There are several ways to code the information of one structure into another. Friedman and Stanley introduced Borel embeddings as a way of comparing classification problems for different classes of structures. A Borel embedding of a class K in a class K’ represents a uniform procedure for coding structures from K in structures from K’. Many Borel embeddings are actually Turing computable. When a structure A is coded in a structure B, effective decoding is represented by a Medvedev reduction of A to B. Harrison-Trainor, Melnikov, Miller, and Montalba’n defined a notion of an effective interpretation of A in B and proved that this is equivalent with the existence of a computable functor, i.e., a pair of Turing operators, one taking copies of B to copies of A, and the other taking isomorphisms between copies of B to isomorphisms between the corresponding copies of A. The first operator gives a Medvedev reduction.

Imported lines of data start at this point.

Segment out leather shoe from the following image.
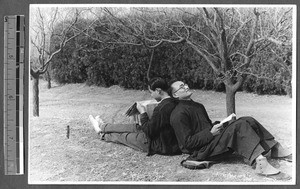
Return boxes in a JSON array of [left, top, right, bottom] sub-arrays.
[[255, 157, 280, 176], [271, 142, 292, 158]]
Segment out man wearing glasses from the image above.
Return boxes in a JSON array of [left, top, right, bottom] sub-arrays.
[[170, 81, 291, 176]]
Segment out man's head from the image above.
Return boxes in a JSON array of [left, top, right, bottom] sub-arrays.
[[171, 81, 193, 100], [148, 77, 169, 101]]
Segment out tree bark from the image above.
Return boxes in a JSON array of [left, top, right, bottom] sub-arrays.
[[46, 70, 51, 89], [32, 74, 39, 117], [226, 85, 237, 116]]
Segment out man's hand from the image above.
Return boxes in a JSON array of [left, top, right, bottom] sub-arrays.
[[136, 102, 146, 114], [210, 124, 223, 136]]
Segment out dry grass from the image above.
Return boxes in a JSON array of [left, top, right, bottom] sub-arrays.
[[29, 81, 293, 184]]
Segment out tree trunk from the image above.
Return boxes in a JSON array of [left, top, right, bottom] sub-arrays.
[[46, 70, 51, 89], [226, 85, 237, 116], [32, 74, 39, 117]]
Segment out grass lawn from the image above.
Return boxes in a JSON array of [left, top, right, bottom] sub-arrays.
[[29, 81, 295, 184]]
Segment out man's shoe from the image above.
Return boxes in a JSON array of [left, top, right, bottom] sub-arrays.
[[271, 142, 292, 158], [180, 160, 212, 169], [255, 157, 280, 176]]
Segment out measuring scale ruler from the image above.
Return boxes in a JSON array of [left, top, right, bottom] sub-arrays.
[[3, 15, 25, 175]]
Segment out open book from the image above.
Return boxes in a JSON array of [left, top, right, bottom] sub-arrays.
[[220, 113, 236, 124], [125, 100, 158, 118]]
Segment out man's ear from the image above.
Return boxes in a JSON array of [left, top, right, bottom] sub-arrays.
[[155, 88, 162, 94], [172, 93, 178, 98]]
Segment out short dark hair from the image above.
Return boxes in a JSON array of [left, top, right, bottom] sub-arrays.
[[168, 78, 178, 98], [148, 77, 169, 92]]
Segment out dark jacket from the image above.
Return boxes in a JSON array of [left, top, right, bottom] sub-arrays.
[[170, 100, 213, 154], [141, 98, 181, 155], [170, 100, 274, 163]]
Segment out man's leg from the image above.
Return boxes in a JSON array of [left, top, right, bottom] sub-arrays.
[[239, 117, 291, 158], [89, 115, 140, 133], [102, 132, 148, 152]]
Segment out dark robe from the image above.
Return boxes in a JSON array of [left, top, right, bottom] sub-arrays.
[[141, 98, 181, 155], [170, 100, 276, 164]]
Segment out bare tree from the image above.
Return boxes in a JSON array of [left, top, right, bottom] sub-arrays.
[[30, 7, 94, 116], [95, 7, 292, 115]]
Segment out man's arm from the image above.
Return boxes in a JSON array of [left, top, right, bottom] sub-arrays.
[[141, 107, 162, 138], [171, 112, 213, 152]]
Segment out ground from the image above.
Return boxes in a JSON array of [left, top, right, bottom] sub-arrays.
[[29, 81, 295, 184]]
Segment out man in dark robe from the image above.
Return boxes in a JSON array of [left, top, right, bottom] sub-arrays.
[[170, 81, 290, 175], [89, 78, 181, 155]]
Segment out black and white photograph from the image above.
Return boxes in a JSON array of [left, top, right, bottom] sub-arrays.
[[28, 4, 297, 185]]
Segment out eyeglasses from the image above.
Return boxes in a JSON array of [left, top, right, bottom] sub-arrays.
[[173, 83, 188, 93]]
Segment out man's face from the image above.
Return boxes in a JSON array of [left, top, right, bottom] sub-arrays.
[[148, 87, 161, 101], [171, 81, 193, 99]]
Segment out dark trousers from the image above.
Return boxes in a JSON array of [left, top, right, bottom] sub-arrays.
[[101, 123, 148, 152], [190, 117, 277, 164]]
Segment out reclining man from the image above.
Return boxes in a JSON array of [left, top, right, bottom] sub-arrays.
[[89, 78, 181, 155], [170, 81, 290, 176]]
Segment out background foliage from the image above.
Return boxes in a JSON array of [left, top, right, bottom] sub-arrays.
[[50, 7, 292, 95]]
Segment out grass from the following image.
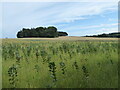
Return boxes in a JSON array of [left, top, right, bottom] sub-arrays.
[[2, 38, 118, 88]]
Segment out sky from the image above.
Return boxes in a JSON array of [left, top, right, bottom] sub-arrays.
[[0, 1, 118, 38]]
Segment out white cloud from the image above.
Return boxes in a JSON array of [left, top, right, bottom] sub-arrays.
[[71, 27, 118, 36], [1, 0, 119, 2], [3, 2, 117, 36]]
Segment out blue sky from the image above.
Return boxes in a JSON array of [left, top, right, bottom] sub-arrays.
[[0, 2, 118, 38]]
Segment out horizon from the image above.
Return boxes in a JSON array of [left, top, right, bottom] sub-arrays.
[[0, 2, 118, 38]]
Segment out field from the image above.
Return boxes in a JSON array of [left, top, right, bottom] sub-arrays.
[[2, 37, 118, 88]]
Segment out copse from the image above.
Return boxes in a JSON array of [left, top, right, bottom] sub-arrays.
[[17, 26, 68, 38]]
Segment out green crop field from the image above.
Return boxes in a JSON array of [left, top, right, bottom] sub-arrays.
[[2, 39, 118, 88]]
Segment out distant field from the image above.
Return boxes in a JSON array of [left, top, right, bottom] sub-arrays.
[[2, 37, 118, 88]]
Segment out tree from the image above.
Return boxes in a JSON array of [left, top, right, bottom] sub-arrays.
[[17, 26, 68, 38]]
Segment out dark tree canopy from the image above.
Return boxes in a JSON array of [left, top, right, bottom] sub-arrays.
[[86, 32, 120, 38], [17, 26, 68, 38]]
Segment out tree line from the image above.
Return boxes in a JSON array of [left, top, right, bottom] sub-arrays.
[[17, 26, 68, 38], [85, 32, 120, 38]]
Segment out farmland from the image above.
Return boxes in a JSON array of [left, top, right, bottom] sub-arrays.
[[2, 37, 118, 88]]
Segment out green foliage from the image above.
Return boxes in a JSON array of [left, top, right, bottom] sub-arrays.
[[17, 26, 68, 38], [86, 32, 120, 38], [2, 39, 118, 88]]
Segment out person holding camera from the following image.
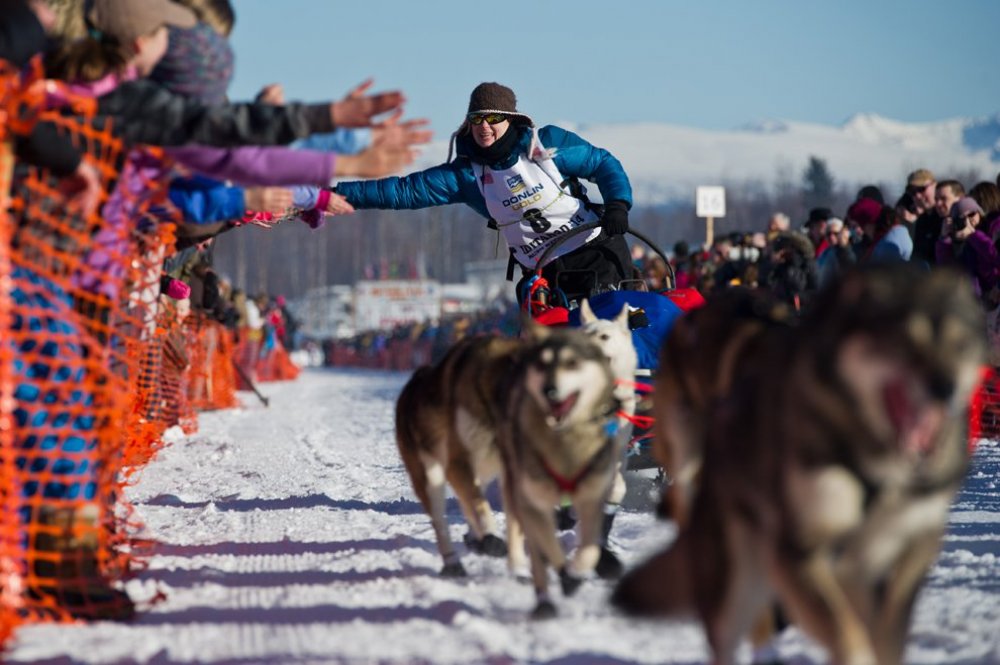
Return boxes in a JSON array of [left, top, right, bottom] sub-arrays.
[[935, 196, 1000, 309]]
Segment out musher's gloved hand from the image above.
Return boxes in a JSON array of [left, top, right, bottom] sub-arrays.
[[601, 201, 628, 236]]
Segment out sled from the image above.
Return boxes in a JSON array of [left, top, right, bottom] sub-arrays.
[[522, 222, 705, 471]]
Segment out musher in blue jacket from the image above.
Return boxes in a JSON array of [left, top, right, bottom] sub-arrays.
[[334, 83, 633, 301]]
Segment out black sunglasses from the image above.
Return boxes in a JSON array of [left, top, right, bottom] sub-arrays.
[[469, 113, 507, 125]]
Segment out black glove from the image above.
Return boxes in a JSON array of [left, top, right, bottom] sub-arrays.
[[601, 201, 628, 236]]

The class of undirected graphs and the class of linear orderings both lie “on top” under Turing computable embeddings. The standard Turing computable embeddings of directed graphs (or structures for an arbitrary computable relational language) in undirected graphs come with uniform effective interpretations. We give examples of graphs that are not Medvedev reducible to any linear ordering, or to the jump of any linear ordering. Any graph can be interpreted in a linear ordering using computable Sigma_3 formulas. Friedman and Stanley gave a Turing computable embedding L of directed graphs in linear orderings. We show that there do not exist L_(omega_1,omega) formulas that uniformly interpret the input graph G in the output linear ordering L(G). This is joint work with J. Knight and S. Vatev.